Here we report on Xigou, a newly excavated archaeological site in Henan Province of central China, with a stratigraphic sequence dating to between ~160 and 72 ka. Xigou occurs in the Danjiangkou Reservoir Region, along the southern edge of the Qinling Mountain range which serves as the dividing line between temperate northern China and subtropical southern China, and the boundary between the Palaearctic and Oriental biogeographic realms (Fig. 1a and b, Supplementary Note 2). The lithic assemblages at Xigou demonstrate significant technological advancements in comparison to earlier regional technologies, exemplified by well-organised core reduction strategies (core-on-flake and discoid technologies), diverse small flake-based tools, and hafted implements. Xigou shows technological innovations during the late Middle Pleistocene to middle Late Pleistocene, shedding light on technological complexity during a period when large-brained hominins were present in Eastern Asia.

Fig. 1: Location, stratigraphy and chronology of the Xigou site.

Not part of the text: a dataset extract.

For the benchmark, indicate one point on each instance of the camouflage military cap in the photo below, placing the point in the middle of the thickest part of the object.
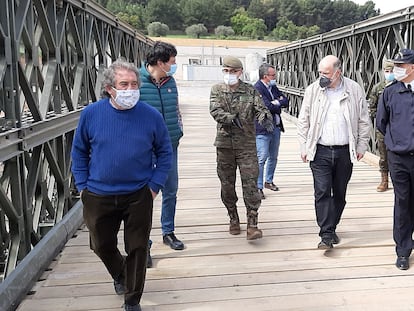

a Distribution of key hominin fossil locations and archaeological sites in China between ca. 300–50 ka (See Supplementary Data 1 for site details, made with GeoMapApp85 (www.geomapapp.org) /C / CC BY). b The position of Xigou in the Danjiangkou Reservoir Region. c Aerial view of the Xigou site showing excavation location. d Lithology, quartz ReOSL ages and mean grain size (Mz) of the Xigou profile at different depth intervals (Supplementary Notes 2 and 3).

Results

Site setting, stratigraphy, and ages

Xigou (32°56′9.23″N, 111°29′7.83″E, 175–180 m a.s.l., Supplementary Note 2) is situated along the Laoguanhe River which flows into the Danjiang River (now the Danjiangkou Reservoir) around 300 m southwest of the site (Fig. 1b). Xigou was discovered in 2017 and subsequently excavated from 2019–2021. An area of 243 square metres was excavated during the year of 2021 (Fig. 1c), exposing six stratigraphic units labelled Layers 1–6, and further with test trench to 5 m in depth (Fig. 1d). Layers 2–5 are the primary cultural horizons, and the sediments are composed mainly of silty clay with varied colours ranging from yellowish-brown (Layer 2), bright reddish-brown (Layer 3), yellowish-brown with a red tinge (Layer 4), and dark reddish-brown (Layer 5). The sedimentary provenance of the Xigou section primarily comprises far-source and near-source aeolian materials, with a minor contribution from fluvial components (Supplementary Note 2).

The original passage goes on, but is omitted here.